Self-assembly properties and KRAB binding activity of KAP1 RBCC mutants. (A) Positions of the mutations in the RING and B-box 2 domains. A reference RBCC dimer is colored as in Fig. 2. Adjacent RBCC dimers forming crystal packing contacts are shown in gray with their residue numbers followed by an asterisk. (B) Model of a KAP1/TRIM28 B-box 1 dimer based on the TRIM19 B-box 1 dimer structure (29) with selected residues forming dimer contacts shown. An alignment of B-box 1 sequences (Right), the TRIM28 B-box 1 model, and the TRIM19 B-box 1 structure were used to identify mutations in KAP1 B-box 1 likely to disrupt dimer contacts. Residues known or predicted to participate in dimer contacts are shown in bold typeface in the sequence alignment. (C–F) SEC-MALS data for (C) RBCC with RING domain mutations, (D) RBCC with the B-box 2 mutations, (E) RING-B-box 1 with B-box 1 mutations, (F) and RBCC (black curve, WT; red curve, B-box 1 mutant A160D/T163A/E175R). (G) Model for oligomerization of KAP1 via B-box 1.

Fig. 4.

Transcriptional silencing assays with KAP1 mutants. Data are presented as fold repression of reporter luciferase luminescence in KAP1 KO HEK293T cells transfected with a KAP1 variant. (A) SVA reporter repression with the oligomerization-deficient B-box 1 mutant (B1mut), the KRAB binding-deficient coiled-coil mutant (CCmut), an HP1-box mutant (HP1mut), and a PHD mutant (PHDmut). (B) LINE-1 reporter repression with the same set of mutants as in A. Data were normalized to KAP1 KO cells transfected with an empty vector (EV). Error bars represent SEM between measurements (n = 3). Statistical significance was assigned as follows: not significant (n.s.), P > 0.05; *, 0.05 > P > 0.01. (Lower) Western blots of cell lysates from WT or KAP1 KO HEK293T cells transfected with each of the variants (WT, CC, B1, HP1, PHD) or empty vector (−).

Fig. 5.

Formation of a 2:1 KAP1:KRAB complex and identification of KRAB binding residues in the KAP1 coiled-coil domain required for silencing. (A) SEC-MALS of full-length KAP1 bound to ZNF93 MBP-KRAB. The expected molecular weights of a KAP1 dimer and for 2:1 and 2:2 KAP1:KRAB complexes are indicated with dashed lines.
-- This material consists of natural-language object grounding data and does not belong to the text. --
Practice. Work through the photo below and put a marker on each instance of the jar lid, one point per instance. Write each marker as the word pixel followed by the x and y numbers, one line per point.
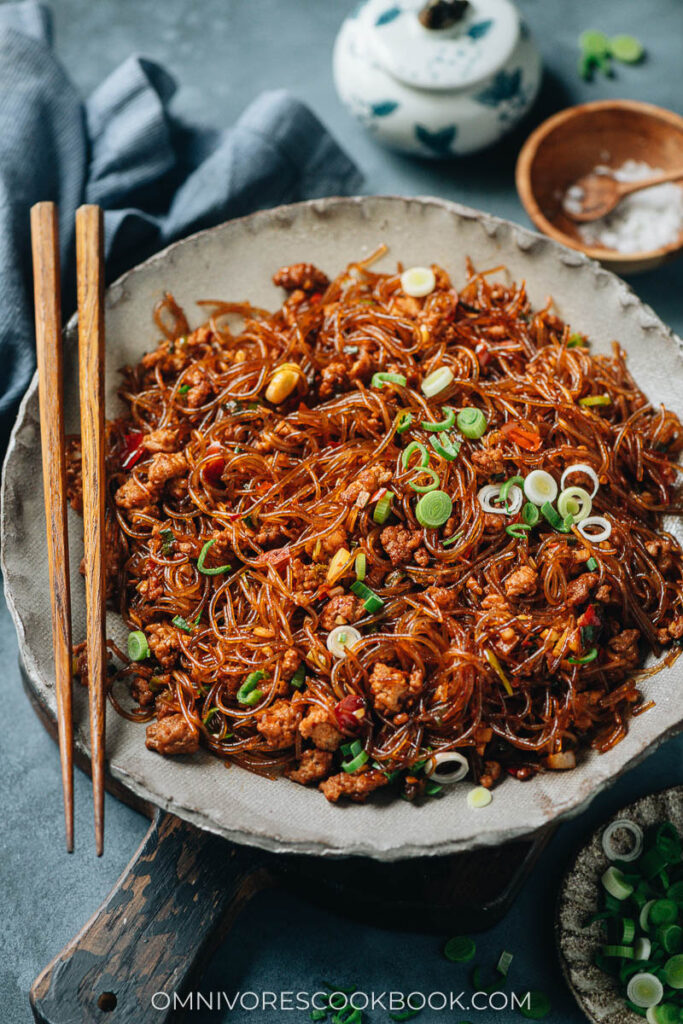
pixel 456 56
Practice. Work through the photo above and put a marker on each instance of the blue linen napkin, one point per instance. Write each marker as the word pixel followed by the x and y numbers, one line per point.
pixel 156 178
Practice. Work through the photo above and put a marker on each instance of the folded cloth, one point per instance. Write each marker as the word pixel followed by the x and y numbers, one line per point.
pixel 156 178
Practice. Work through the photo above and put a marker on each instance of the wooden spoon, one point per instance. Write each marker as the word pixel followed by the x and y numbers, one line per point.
pixel 602 193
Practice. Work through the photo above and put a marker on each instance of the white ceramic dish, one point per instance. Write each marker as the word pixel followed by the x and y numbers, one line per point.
pixel 237 260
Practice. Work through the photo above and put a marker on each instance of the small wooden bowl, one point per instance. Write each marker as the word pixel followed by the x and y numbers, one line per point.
pixel 575 140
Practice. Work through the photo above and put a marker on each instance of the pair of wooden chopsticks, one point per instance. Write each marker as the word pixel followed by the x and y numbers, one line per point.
pixel 89 257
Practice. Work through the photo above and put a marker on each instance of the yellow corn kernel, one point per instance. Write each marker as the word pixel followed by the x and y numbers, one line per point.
pixel 283 382
pixel 338 563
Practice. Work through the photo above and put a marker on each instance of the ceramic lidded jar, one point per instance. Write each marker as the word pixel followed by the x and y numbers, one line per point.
pixel 436 79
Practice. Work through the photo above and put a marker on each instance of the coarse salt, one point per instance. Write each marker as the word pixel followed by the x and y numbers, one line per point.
pixel 643 221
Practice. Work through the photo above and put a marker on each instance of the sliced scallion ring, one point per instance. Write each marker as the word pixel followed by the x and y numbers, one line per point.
pixel 424 488
pixel 341 638
pixel 380 379
pixel 491 493
pixel 410 452
pixel 574 502
pixel 446 423
pixel 436 381
pixel 471 422
pixel 582 467
pixel 433 509
pixel 445 445
pixel 598 522
pixel 540 486
pixel 138 648
pixel 418 282
pixel 447 766
pixel 615 884
pixel 635 835
pixel 645 990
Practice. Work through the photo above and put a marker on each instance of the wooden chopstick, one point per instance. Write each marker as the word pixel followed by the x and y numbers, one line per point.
pixel 89 250
pixel 45 246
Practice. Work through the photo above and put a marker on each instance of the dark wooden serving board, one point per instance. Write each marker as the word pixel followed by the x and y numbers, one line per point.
pixel 183 889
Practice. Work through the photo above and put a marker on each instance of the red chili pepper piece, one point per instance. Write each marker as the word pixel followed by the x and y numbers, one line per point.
pixel 347 713
pixel 132 449
pixel 214 467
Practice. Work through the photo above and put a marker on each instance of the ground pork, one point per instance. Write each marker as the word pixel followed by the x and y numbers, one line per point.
pixel 580 589
pixel 341 610
pixel 367 482
pixel 279 724
pixel 317 725
pixel 355 785
pixel 391 687
pixel 399 543
pixel 164 467
pixel 313 766
pixel 172 735
pixel 522 581
pixel 301 275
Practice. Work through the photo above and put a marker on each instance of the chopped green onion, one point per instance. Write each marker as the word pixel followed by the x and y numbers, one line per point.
pixel 505 489
pixel 615 884
pixel 138 648
pixel 673 971
pixel 436 381
pixel 370 599
pixel 555 519
pixel 433 509
pixel 200 561
pixel 167 541
pixel 530 513
pixel 424 488
pixel 444 424
pixel 504 963
pixel 403 421
pixel 379 380
pixel 471 422
pixel 446 446
pixel 575 341
pixel 518 529
pixel 299 678
pixel 181 624
pixel 663 911
pixel 591 656
pixel 383 508
pixel 355 763
pixel 537 1007
pixel 460 949
pixel 410 452
pixel 248 692
pixel 595 399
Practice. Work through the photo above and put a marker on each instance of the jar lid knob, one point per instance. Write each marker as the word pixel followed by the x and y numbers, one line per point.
pixel 442 13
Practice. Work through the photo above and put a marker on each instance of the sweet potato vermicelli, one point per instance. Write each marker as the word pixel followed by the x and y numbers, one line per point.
pixel 507 631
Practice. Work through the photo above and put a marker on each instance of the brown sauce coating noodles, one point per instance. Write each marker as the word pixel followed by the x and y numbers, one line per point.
pixel 264 434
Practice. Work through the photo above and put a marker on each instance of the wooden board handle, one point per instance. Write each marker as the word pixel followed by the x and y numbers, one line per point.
pixel 154 932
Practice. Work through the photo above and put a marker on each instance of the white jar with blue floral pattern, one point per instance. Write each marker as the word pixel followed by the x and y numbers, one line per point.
pixel 437 79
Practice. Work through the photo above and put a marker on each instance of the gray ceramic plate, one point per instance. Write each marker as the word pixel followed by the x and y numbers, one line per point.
pixel 596 993
pixel 237 260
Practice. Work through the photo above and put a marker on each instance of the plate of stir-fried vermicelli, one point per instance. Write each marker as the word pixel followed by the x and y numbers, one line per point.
pixel 392 500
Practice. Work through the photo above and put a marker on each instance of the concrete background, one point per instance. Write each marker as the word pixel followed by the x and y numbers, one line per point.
pixel 222 53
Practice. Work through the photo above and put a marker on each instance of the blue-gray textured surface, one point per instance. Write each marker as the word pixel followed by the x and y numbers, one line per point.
pixel 223 52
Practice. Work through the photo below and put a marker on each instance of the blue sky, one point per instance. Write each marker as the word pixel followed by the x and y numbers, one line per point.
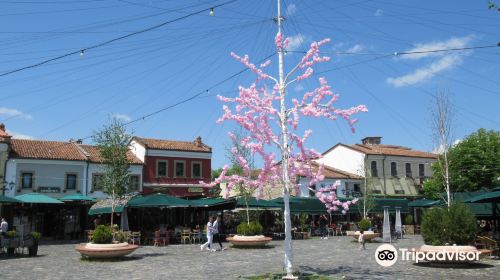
pixel 74 96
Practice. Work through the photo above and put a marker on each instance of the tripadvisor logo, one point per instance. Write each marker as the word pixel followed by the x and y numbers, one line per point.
pixel 387 255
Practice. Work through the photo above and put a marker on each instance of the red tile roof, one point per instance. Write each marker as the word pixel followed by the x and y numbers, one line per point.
pixel 158 144
pixel 390 150
pixel 94 155
pixel 36 149
pixel 55 150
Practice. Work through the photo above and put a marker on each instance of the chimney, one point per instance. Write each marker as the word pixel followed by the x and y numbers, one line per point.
pixel 198 142
pixel 372 140
pixel 4 136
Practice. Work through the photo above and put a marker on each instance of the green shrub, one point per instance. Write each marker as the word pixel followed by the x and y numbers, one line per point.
pixel 254 228
pixel 443 226
pixel 120 236
pixel 102 235
pixel 36 235
pixel 364 224
pixel 409 220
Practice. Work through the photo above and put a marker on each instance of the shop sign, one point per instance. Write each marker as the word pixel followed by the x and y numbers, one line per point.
pixel 49 189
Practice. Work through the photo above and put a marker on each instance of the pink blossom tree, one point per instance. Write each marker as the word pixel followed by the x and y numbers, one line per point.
pixel 273 134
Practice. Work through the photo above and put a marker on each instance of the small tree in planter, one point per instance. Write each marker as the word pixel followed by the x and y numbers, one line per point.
pixel 33 250
pixel 364 224
pixel 409 228
pixel 112 141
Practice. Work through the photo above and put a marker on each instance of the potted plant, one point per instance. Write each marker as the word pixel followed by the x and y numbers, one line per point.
pixel 104 245
pixel 13 242
pixel 364 225
pixel 33 250
pixel 249 235
pixel 449 230
pixel 409 227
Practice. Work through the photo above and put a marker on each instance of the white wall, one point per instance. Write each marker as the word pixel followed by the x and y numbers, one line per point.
pixel 138 149
pixel 99 168
pixel 344 159
pixel 46 173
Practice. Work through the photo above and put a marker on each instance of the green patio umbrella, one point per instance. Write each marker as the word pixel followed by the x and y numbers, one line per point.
pixel 158 200
pixel 7 199
pixel 77 197
pixel 37 198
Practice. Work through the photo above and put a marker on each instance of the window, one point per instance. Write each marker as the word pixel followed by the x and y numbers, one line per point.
pixel 394 169
pixel 196 169
pixel 421 170
pixel 180 169
pixel 161 168
pixel 27 180
pixel 408 170
pixel 71 181
pixel 97 182
pixel 133 183
pixel 357 188
pixel 311 192
pixel 374 169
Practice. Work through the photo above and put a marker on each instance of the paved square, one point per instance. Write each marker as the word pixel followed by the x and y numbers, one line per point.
pixel 336 256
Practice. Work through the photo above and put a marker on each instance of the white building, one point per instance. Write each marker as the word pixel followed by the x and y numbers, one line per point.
pixel 390 170
pixel 59 168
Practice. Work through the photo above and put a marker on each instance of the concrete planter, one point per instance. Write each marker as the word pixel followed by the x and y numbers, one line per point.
pixel 249 241
pixel 368 235
pixel 105 251
pixel 451 255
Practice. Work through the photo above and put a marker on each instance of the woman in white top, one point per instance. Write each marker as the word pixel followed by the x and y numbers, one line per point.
pixel 210 235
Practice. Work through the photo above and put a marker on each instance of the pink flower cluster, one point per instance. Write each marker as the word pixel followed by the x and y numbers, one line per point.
pixel 256 109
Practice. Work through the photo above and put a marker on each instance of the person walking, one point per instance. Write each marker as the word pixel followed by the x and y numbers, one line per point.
pixel 210 235
pixel 4 227
pixel 218 231
pixel 361 240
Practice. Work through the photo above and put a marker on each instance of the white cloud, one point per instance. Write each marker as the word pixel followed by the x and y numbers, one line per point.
pixel 291 9
pixel 122 117
pixel 17 135
pixel 442 60
pixel 295 42
pixel 456 42
pixel 355 49
pixel 427 72
pixel 14 113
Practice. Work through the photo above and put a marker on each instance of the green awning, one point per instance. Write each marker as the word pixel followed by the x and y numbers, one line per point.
pixel 257 203
pixel 105 210
pixel 158 200
pixel 37 198
pixel 76 197
pixel 7 199
pixel 213 202
pixel 423 203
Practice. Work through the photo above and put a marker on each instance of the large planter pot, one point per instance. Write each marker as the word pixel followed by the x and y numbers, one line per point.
pixel 368 235
pixel 450 255
pixel 409 229
pixel 249 241
pixel 105 251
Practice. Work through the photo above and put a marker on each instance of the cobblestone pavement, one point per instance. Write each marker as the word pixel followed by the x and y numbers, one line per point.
pixel 336 256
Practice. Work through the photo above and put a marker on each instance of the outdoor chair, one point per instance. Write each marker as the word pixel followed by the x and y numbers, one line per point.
pixel 186 235
pixel 135 237
pixel 158 240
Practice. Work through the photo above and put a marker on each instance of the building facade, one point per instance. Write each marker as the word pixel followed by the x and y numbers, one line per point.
pixel 389 170
pixel 174 167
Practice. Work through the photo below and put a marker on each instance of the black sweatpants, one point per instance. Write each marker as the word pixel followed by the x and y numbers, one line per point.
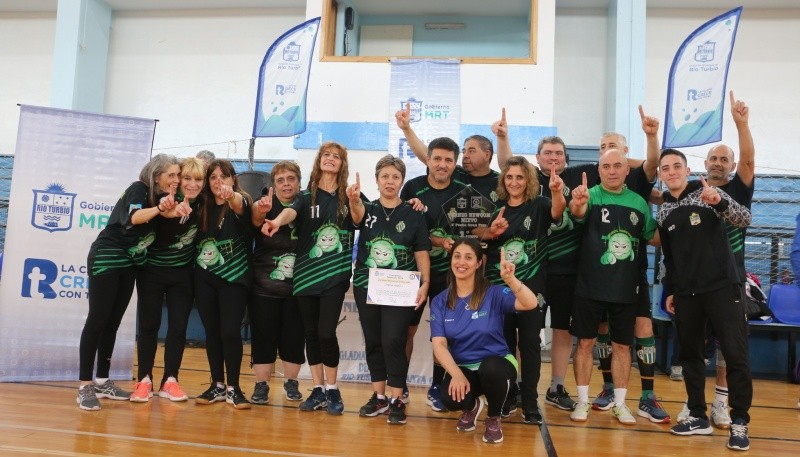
pixel 277 328
pixel 725 310
pixel 385 331
pixel 320 315
pixel 152 286
pixel 109 295
pixel 221 306
pixel 493 379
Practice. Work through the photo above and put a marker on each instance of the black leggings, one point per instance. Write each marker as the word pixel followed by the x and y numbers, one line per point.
pixel 493 379
pixel 385 335
pixel 277 328
pixel 153 284
pixel 109 295
pixel 221 306
pixel 320 318
pixel 529 323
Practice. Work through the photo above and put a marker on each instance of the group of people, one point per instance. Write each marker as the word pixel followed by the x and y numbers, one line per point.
pixel 571 239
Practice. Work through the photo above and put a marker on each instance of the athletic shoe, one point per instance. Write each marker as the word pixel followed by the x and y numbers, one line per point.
pixel 533 416
pixel 466 423
pixel 605 400
pixel 719 415
pixel 87 398
pixel 335 405
pixel 235 397
pixel 581 412
pixel 142 391
pixel 292 389
pixel 173 391
pixel 692 426
pixel 397 412
pixel 739 441
pixel 494 432
pixel 317 400
pixel 623 414
pixel 260 393
pixel 374 407
pixel 434 399
pixel 560 399
pixel 684 414
pixel 111 391
pixel 212 395
pixel 651 409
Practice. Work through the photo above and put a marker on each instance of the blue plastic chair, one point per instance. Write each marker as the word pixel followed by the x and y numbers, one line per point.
pixel 784 301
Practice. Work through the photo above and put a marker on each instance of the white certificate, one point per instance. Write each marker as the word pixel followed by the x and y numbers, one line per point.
pixel 392 287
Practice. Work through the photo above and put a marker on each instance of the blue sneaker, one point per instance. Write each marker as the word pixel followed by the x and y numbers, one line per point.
pixel 335 405
pixel 317 400
pixel 739 441
pixel 434 399
pixel 605 400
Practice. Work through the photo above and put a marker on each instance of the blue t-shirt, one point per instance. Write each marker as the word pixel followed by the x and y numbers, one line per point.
pixel 473 335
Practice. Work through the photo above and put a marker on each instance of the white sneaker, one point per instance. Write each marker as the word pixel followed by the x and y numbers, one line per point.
pixel 623 414
pixel 719 415
pixel 581 412
pixel 684 414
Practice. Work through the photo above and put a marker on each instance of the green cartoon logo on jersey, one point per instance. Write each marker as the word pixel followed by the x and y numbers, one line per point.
pixel 620 247
pixel 515 251
pixel 284 269
pixel 327 241
pixel 186 239
pixel 141 246
pixel 438 251
pixel 381 253
pixel 209 255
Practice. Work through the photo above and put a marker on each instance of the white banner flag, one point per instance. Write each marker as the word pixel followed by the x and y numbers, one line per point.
pixel 433 90
pixel 70 168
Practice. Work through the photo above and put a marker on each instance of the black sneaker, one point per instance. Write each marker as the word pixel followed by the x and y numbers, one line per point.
pixel 374 407
pixel 292 388
pixel 693 426
pixel 510 405
pixel 211 395
pixel 533 417
pixel 560 399
pixel 397 412
pixel 739 441
pixel 235 397
pixel 260 393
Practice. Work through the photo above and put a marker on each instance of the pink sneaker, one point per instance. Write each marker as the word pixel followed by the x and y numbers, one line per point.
pixel 172 391
pixel 142 392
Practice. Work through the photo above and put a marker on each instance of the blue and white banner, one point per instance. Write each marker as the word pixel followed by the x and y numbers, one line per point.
pixel 70 168
pixel 433 89
pixel 696 86
pixel 283 83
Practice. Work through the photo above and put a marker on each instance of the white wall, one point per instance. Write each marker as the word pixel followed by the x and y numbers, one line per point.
pixel 27 41
pixel 764 72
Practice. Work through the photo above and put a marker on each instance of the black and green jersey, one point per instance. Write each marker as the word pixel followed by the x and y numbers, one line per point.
pixel 388 238
pixel 616 224
pixel 743 195
pixel 176 240
pixel 274 258
pixel 122 244
pixel 224 250
pixel 325 243
pixel 435 217
pixel 486 185
pixel 525 242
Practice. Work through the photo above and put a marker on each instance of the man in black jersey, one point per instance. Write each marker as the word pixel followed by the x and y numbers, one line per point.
pixel 719 164
pixel 478 151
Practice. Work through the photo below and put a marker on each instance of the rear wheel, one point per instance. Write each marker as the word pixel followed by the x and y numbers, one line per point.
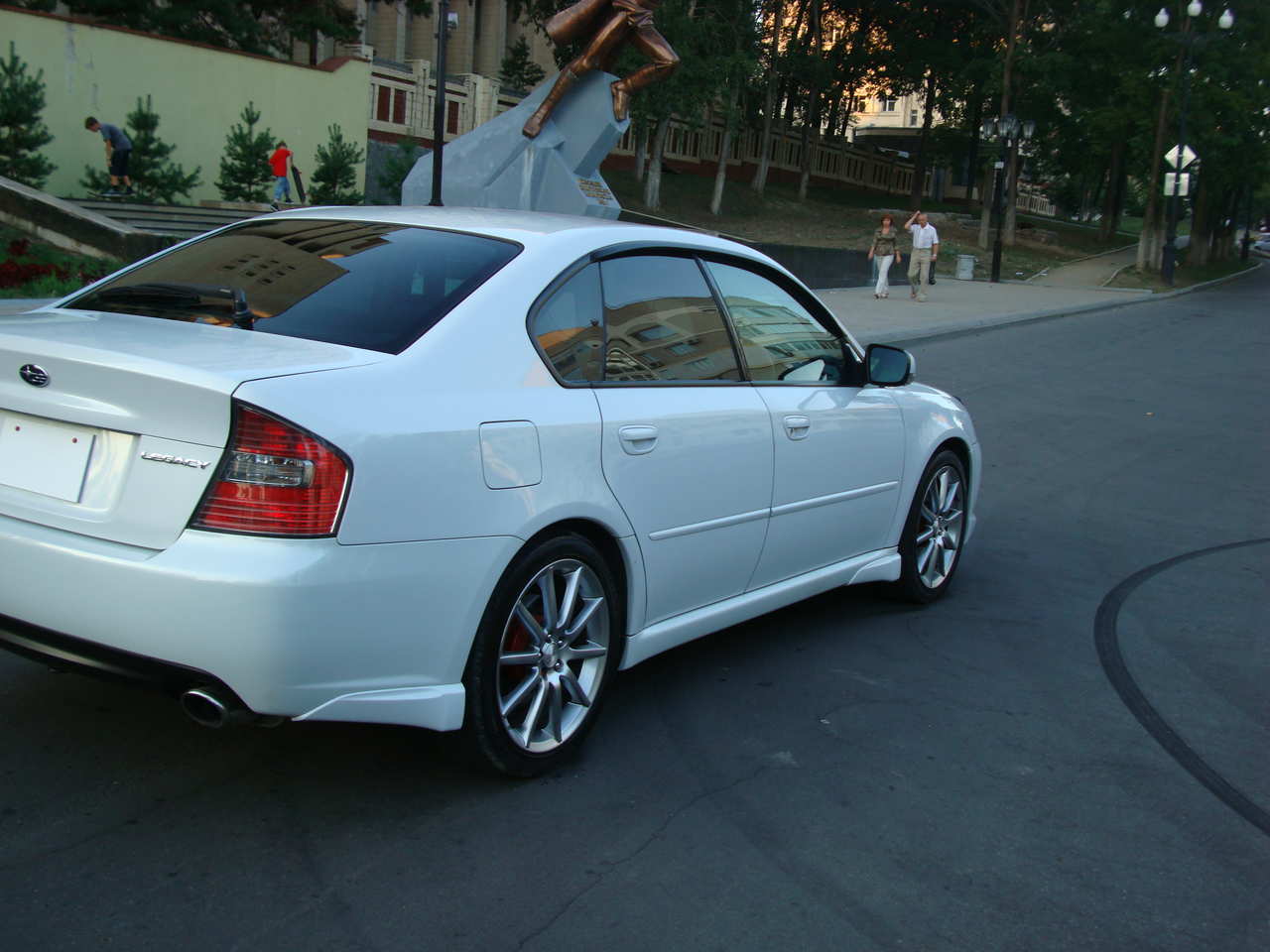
pixel 547 649
pixel 930 546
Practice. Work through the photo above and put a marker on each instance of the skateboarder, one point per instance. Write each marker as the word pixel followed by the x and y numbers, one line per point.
pixel 611 23
pixel 118 150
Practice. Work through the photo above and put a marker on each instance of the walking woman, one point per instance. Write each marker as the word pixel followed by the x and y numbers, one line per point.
pixel 885 252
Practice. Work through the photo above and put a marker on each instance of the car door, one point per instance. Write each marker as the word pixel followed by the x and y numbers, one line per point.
pixel 688 445
pixel 838 445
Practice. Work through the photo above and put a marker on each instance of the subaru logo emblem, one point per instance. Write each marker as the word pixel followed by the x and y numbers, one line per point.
pixel 35 375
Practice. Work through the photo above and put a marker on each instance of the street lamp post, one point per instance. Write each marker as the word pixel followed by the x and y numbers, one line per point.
pixel 1007 128
pixel 1188 37
pixel 439 113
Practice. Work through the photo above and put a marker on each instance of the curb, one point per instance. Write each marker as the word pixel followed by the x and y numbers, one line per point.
pixel 906 335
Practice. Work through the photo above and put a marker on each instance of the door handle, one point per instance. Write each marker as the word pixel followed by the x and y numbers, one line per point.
pixel 798 426
pixel 638 440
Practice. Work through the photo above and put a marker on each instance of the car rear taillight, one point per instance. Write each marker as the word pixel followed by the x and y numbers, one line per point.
pixel 275 480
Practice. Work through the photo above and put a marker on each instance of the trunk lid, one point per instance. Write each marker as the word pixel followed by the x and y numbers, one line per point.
pixel 127 431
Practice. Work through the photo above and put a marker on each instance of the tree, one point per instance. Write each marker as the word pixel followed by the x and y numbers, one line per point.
pixel 335 176
pixel 22 132
pixel 245 173
pixel 151 169
pixel 398 167
pixel 518 70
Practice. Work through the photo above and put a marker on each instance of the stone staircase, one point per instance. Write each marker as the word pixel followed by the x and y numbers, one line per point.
pixel 180 221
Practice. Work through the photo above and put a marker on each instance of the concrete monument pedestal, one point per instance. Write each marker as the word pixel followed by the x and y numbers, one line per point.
pixel 497 167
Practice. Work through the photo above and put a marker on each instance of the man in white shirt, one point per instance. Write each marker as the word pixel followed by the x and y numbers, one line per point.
pixel 926 249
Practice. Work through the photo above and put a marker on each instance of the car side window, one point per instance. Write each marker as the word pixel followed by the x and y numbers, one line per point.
pixel 568 327
pixel 780 340
pixel 662 322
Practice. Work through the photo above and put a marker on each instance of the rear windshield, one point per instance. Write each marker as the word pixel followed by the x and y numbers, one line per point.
pixel 362 285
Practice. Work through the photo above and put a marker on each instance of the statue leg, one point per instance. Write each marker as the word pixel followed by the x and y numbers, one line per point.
pixel 662 62
pixel 597 53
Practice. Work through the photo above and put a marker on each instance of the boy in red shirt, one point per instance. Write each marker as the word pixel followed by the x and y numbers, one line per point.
pixel 281 182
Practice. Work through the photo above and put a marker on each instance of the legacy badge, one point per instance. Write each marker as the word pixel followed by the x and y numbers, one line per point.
pixel 176 460
pixel 35 375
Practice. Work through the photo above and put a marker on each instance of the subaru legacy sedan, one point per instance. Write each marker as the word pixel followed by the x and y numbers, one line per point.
pixel 449 468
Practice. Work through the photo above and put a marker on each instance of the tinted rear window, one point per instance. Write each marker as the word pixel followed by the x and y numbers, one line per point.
pixel 357 284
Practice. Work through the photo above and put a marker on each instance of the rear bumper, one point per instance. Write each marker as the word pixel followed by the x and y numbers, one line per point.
pixel 302 629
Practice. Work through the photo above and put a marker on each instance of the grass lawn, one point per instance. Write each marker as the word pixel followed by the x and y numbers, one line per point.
pixel 844 217
pixel 31 268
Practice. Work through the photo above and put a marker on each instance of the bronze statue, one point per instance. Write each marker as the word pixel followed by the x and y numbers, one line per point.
pixel 610 24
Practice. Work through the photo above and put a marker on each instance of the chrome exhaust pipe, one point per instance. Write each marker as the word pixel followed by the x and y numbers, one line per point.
pixel 212 708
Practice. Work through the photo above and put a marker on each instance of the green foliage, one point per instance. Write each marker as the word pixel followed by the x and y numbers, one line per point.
pixel 335 177
pixel 398 167
pixel 245 173
pixel 22 132
pixel 518 70
pixel 154 176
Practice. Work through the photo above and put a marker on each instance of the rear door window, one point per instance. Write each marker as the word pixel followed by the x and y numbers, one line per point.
pixel 662 322
pixel 367 285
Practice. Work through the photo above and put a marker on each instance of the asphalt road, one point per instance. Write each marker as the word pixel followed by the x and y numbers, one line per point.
pixel 1067 753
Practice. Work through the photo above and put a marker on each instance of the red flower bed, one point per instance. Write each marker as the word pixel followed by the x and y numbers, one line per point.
pixel 16 273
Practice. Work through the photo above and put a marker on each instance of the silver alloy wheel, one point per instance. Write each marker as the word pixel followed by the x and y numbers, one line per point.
pixel 939 527
pixel 552 655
The total protein concentration of each analyte was 1.2 g L⁻¹. (B) Close-up of the cluster of solvent-exposed hydrophobic residues near the dyad. The variant V293S/K296A/M297A/L300S (CC mutant) was generated to test for KRAB binding. (C) Pulldown KAP1-KRAB binding assay. KAP1 RBCC was incubated with Twin-StrepII-MBP-ZNF93 KRAB, and the mixture was loaded on Strep-Tactin Sepharose. Bound proteins were detected by SDS/PAGE/Coomassie. (D) SPR KAP1-KRAB binding assay. MBP-KRAB was immobilized on the chip. WT or CC mutant KAP1 RBCC were flowed over the chip. Binding kinetics of WT RBCC: k_on = 3.6 ± 0.96 × 10⁴ M⁻¹ s⁻¹; k_off = 2.7 ± 0.1 × 10⁻⁴ s⁻¹. (E) Model for binding of KAP1 dimers to KRAB-ZFPs.